Конституция штата Коннектикут означала, что латентные ограничения власти окончательно превратились в открытый, закрепленный в праве и гарантированный законом контроль общества над государством. Произошла величайшая в истории революция, в ходе которой государство превратилось из хозяина народа в нанятого им на определенный срок приказчика.
Наверное, именно в этом — в наращивании латентных ограничений власти и в превращении их в культурную традицию — и состоит политический прогресс в гегелевском понимании. И если читатель со мною согласен, то политическая модернизация предстанет перед ним как история рождения и созревания латентных ограничений власти и их превращения в юридические, конституционные. С этой точки зрения, абсолютизм был политической школой человечества. Его функция в истории состояла в том, чтоб создать предпосылки политической цивилизации.
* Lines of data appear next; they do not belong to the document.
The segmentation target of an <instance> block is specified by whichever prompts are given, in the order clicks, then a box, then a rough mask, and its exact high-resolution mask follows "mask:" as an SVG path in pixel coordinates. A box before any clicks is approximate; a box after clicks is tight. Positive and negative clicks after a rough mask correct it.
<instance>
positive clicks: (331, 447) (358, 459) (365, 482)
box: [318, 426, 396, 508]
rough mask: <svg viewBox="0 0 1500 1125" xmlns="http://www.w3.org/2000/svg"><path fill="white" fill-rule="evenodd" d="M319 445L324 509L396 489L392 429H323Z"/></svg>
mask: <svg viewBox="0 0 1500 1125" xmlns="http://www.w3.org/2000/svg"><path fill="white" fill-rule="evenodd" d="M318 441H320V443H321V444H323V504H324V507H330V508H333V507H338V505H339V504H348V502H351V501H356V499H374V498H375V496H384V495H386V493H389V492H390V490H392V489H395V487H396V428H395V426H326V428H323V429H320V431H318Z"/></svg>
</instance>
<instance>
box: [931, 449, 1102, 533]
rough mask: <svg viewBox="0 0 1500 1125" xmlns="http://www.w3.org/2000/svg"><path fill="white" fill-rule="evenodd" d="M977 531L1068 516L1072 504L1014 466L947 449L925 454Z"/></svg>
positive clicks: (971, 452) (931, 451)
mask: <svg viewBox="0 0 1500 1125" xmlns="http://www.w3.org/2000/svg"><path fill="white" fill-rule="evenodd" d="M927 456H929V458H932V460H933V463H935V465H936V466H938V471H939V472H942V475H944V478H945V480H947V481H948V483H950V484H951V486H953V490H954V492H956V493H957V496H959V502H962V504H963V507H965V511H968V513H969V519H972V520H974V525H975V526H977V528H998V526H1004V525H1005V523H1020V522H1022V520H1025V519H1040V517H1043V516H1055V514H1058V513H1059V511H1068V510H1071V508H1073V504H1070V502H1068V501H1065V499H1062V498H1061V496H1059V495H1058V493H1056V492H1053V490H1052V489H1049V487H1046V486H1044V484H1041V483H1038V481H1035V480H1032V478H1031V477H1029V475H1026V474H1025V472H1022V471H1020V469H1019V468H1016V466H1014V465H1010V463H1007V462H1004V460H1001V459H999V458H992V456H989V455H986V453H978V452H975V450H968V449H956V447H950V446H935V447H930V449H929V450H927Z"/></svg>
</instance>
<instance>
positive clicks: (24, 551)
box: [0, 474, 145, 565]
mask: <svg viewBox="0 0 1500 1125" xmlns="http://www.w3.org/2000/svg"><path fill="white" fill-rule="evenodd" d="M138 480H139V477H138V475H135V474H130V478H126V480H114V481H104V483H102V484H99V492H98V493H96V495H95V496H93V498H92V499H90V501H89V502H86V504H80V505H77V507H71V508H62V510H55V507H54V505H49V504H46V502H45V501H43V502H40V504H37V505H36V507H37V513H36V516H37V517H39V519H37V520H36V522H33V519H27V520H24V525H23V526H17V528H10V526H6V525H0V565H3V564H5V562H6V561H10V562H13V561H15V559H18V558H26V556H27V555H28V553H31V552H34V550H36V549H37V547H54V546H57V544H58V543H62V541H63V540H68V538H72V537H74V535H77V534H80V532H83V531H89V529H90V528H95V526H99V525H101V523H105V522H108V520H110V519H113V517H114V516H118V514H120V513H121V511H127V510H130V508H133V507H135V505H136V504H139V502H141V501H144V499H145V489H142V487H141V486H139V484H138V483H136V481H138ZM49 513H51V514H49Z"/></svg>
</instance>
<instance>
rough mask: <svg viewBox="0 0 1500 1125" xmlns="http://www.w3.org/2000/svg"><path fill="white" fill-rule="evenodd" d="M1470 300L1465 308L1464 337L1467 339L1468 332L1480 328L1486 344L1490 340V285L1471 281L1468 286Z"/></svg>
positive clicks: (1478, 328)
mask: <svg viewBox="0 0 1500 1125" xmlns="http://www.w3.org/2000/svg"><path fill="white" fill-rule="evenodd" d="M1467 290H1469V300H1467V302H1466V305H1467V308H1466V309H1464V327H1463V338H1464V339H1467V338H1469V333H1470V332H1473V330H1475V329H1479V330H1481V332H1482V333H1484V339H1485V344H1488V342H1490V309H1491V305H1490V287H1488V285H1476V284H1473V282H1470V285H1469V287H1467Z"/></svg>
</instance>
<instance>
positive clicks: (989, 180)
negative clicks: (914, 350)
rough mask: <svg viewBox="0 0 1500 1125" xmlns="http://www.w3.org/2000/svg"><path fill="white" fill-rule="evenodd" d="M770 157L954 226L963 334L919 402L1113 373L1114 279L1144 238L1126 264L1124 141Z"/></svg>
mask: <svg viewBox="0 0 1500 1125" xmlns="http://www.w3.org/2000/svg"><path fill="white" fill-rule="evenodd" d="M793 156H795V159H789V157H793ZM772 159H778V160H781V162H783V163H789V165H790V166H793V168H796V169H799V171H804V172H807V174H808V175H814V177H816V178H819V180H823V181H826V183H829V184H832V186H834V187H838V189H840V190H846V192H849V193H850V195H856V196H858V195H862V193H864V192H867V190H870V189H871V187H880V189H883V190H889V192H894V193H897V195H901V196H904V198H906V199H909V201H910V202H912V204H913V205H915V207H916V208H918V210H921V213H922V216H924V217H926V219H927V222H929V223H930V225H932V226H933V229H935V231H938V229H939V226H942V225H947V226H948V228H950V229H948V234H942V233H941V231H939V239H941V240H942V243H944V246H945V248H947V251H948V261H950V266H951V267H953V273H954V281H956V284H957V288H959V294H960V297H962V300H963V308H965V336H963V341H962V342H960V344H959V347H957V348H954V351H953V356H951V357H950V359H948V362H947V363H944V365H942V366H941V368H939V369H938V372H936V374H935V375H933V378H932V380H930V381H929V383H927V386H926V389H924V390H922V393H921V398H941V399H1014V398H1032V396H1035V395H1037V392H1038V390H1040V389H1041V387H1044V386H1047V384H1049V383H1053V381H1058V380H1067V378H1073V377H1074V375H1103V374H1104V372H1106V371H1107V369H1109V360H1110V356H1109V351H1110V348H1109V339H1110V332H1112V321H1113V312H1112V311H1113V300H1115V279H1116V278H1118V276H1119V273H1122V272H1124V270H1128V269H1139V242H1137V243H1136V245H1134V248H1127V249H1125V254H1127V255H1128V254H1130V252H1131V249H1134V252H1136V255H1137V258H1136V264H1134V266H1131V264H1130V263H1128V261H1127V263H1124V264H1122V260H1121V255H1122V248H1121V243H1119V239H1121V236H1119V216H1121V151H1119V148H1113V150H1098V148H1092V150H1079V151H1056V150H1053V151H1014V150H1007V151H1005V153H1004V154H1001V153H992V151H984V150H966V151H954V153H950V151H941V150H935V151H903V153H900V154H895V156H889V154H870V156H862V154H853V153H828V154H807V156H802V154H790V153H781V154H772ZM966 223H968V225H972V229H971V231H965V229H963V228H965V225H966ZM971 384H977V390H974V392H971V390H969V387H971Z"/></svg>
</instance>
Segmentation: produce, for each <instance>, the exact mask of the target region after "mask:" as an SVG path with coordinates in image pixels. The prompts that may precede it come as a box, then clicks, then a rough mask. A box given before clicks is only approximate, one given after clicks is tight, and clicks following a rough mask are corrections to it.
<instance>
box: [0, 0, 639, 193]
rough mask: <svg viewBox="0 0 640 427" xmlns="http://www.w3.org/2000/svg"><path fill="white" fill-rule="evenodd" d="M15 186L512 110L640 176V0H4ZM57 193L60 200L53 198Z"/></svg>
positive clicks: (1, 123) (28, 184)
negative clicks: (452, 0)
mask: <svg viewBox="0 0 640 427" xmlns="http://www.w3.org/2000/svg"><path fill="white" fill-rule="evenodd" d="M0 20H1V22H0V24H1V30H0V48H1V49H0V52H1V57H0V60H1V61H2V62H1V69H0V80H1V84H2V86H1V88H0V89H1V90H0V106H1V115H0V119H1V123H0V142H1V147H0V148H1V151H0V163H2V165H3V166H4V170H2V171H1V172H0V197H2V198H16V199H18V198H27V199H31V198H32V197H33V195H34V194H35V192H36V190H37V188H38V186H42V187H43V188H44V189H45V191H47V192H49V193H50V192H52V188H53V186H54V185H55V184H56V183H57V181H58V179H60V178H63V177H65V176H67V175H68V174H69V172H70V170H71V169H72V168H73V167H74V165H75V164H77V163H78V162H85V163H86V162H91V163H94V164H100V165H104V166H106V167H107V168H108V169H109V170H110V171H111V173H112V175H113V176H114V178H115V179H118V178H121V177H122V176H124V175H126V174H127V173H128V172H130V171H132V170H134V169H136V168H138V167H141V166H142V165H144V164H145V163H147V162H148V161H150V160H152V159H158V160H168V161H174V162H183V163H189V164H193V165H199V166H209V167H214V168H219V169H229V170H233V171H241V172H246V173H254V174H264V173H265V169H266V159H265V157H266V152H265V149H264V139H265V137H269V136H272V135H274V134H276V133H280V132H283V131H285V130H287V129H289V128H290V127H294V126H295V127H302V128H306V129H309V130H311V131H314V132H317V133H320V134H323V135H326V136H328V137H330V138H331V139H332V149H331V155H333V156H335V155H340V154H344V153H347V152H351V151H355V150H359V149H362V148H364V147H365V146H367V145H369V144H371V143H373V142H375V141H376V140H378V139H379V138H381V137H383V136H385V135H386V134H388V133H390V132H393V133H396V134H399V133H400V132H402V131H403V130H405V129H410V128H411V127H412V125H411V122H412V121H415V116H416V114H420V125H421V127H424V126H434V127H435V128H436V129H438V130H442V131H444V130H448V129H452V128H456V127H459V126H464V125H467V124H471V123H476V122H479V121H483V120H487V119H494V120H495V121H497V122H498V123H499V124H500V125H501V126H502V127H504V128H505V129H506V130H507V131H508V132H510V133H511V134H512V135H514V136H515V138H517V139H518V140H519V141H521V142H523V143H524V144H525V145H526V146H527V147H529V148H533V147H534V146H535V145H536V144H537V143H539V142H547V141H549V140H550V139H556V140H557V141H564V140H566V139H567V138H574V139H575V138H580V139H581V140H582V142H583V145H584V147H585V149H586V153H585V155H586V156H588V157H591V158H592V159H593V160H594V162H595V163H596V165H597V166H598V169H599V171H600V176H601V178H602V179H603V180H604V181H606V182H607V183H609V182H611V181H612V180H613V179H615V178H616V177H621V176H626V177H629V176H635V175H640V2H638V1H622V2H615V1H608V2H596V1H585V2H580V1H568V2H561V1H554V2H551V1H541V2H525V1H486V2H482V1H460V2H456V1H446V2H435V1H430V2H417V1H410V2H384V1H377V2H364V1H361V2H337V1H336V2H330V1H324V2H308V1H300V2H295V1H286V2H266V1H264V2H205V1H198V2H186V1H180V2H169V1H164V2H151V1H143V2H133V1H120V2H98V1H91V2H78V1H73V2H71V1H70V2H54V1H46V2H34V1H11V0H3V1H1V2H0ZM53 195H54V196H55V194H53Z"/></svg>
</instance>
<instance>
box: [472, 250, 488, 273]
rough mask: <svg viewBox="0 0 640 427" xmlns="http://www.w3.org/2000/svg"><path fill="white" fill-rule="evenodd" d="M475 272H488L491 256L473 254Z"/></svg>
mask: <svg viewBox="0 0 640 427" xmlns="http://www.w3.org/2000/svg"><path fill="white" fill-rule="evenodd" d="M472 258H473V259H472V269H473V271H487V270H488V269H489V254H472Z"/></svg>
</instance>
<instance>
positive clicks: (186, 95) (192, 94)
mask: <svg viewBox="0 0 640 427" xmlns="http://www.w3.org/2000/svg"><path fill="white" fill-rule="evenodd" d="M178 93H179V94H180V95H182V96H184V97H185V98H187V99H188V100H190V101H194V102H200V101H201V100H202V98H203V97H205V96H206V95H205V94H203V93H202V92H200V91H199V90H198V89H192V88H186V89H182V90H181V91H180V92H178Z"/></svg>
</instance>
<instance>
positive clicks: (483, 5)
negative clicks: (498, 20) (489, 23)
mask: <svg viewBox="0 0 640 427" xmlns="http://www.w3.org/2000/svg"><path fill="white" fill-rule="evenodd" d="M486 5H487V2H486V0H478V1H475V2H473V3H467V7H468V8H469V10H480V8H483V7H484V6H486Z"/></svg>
Даже если бы детальное сопоставление двух форм абсолютной монархии — азиатской и европейской — не дало нам ничего, кроме уверенности, что язык, на котором спорили на наших глазах советские и западные историки, был до неприличия неадекватен задаче, игра, я думаю, стоила свеч. Мы увидели поистине драматическое различие между двумя совершенно неотличимыми друг от друга в юридическом смысле формами государственности. Различие, доходившее до того, что одна из них положила начало «осознанию свободы», а в другой сама мысль о свободе не могла прийти людям в голову. Cоответственно одна оказалась способна к политической модернизации, а другая не способна даже к саморазрушению.
Думаю, теперь дефиниционному хаосу мы можем положить конец. Ничего, собственно, другого и не надеялся я получить от всего этого трудоемкого сопоставления, кроме того, чтобы расчистить теоретическую площадку для серьезного разговора о природе самодержавной государственности. По крайней мере, есть у нас теперь, на мой взгляд, достаточно строгая база для сравнения ее с другими созвездиями политической вселенной. Вот и начнем.
Пункт первый. Мы видели, что в «мир-империях» государство попросту присваивало себе весь национальный продукт страны. При абсолютизме, благодаря экономическим ограничениям власти, приходилось ему обходиться лишь частью этого продукта. Как же вело себя в этом отношении самодержавное государство? Оно действительно вмешивалось в хозяйственный процесс, а временами и впрямь присваивало национальный продукт. Но в отличие от «мир-империи», лишь временами.
Если в эпоху Ивана Грозного или Петра, ленинского военного коммунизма или сталинского Госплана присвоение это было максимально, порою тотально, то во времена первых Романовых, допустим, или послепетровских императриц, НЭПа или Горбачева оно (насколько позволял исторический контекст) минимизировалось. Во всяком случае, теряло свой тотальный характер.
Эта пульсирующая кривая — от резкого, приближающегося к деспотическому, ужесточения налогового пресса и контроля к столь же резкому их расслаблению, когда вступали в действия латентные ограничения власти, свойственные абсолютизму, и обратно, — стала постоянной. Странность тут, как видим, в том, что самодержавная государственность вела себя порою как деспотическая «мир-империя», а порою как абсолютистская монархия. Она уподоблялась им, но никогда в них не превращалась. Хотя бы потому, что за каждой фазой ее ужесточения неминуемо следовала фаза расслабления.
Пункт второй. Деспотической «мир-империи» была, как мы помним, свойственна более или менее перманентная хозяйственная стагнация. Для абсолютистской экономики характерно было, наоборот, расширенное воспроизводство, поступательное развитие хозяйства. Самодержавная государственность и здесь вела себя до крайности странно. Она выработала свой, совершенно отличный от обоих, образец экономического процесса, сочетающий сравнительно короткие фазы лихорадочной модернизационной активности с длинными периодами прострации, застоя.
Пункт третий. Точно так же нельзя описать и тип политического развития самодержавной России ни в терминах простого политического воспроизводства, как в азиатских деспотиях, ни в терминах последовательного наращивания латентных ограничений власти, то есть политической модернизации, как в европейских абсолютных монархиях. Нельзя потому, что и здесь вела себя самодержавная государственность в высшей степени странно. Ее политический процесс парадоксальным образом умудрился сочетать радикальное изменение институциональной структуры государства с сохранением основных параметров политической конструкции, заданной еще в ходе самодержавной революции Ивана Грозного в 1560 году.